Abstract

The heterogeneous growth of inorganic shells on seed nanocrystals is used to synthesize heterostructured nanocrystals such as core@shell quantum dots for applications ranging from biological imaging to solid-state lighting. Control over shelling reactions can be achieved through continuous or layer-by-layer growth methods that are tedious and time-consuming, particularly for the growth of complex, multishell heterostructures. Here, we leverage high-throughput synthesis along with a library of precursors with tunable reactivity to develop a comprehensive understanding of the role of precursor reactivity, ligands, and temperature in one-step, seeded growth reactions on CdSe quantum dots.
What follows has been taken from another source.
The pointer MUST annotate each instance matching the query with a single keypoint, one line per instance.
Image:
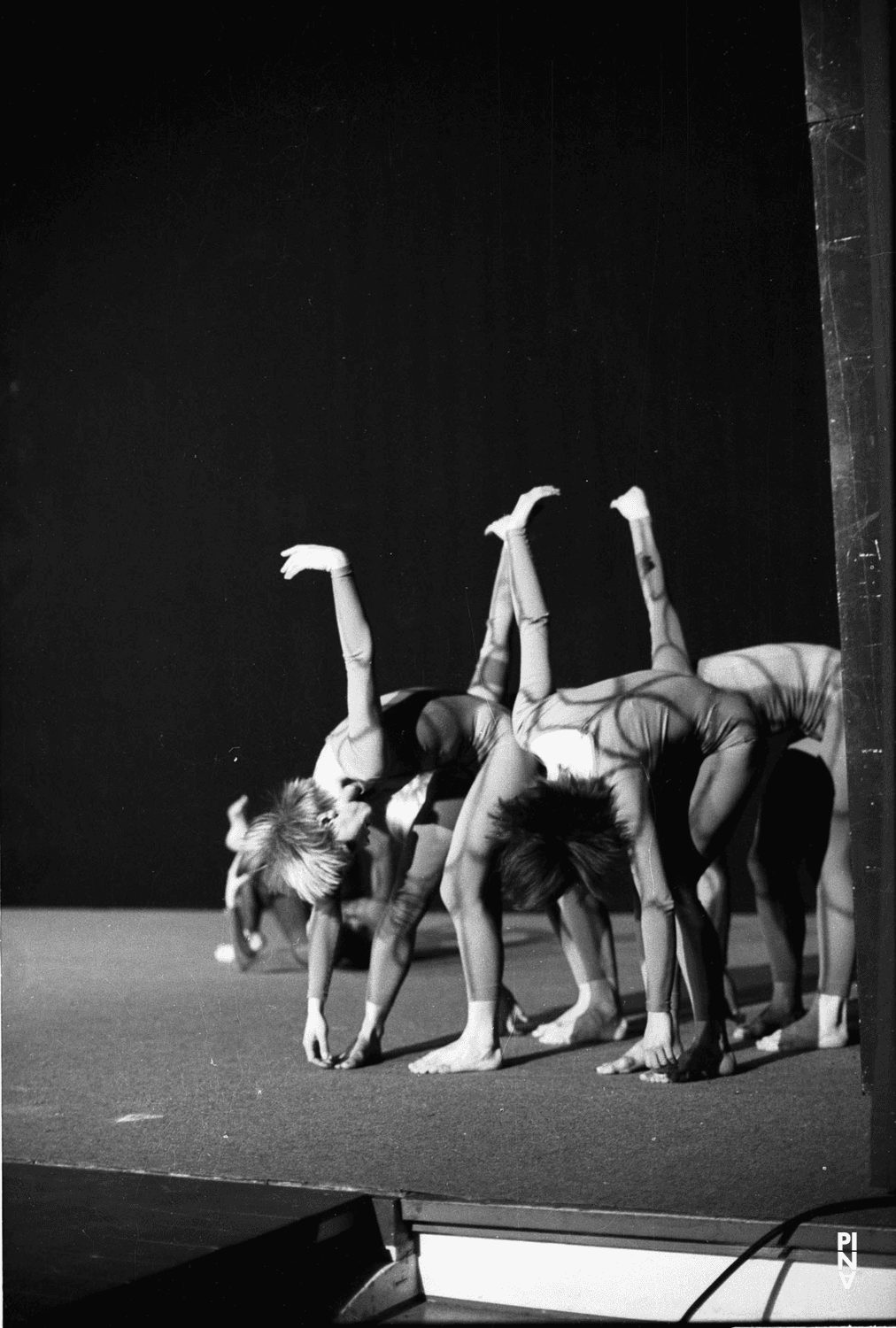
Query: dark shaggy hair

These experiments reveal a narrow range of precursor reactivity and monomer solubility that fosters the uniform, purely heterogeneous growth of shell material on the seed particles. This narrow “ideal growth” regime in experimental parameter space is sandwiched between opposing regimes that lead to secondary nucleation or ripening during growth. We also report that, at high concentrations of tri-n-octylphosphine, shell growth reactions exhibit “digestive ripening”, in which size distributions focus while particles dissolve. Coupled with kinetic simulations, these experiments reveal that the precursor reaction rate and monomer solubility are highly interdependent shell growth parameters that determine the balance between secondary nucleation and ripening. In contrast, the surface energy determines the evolution of the size and polydispersity of the heterostructures over time.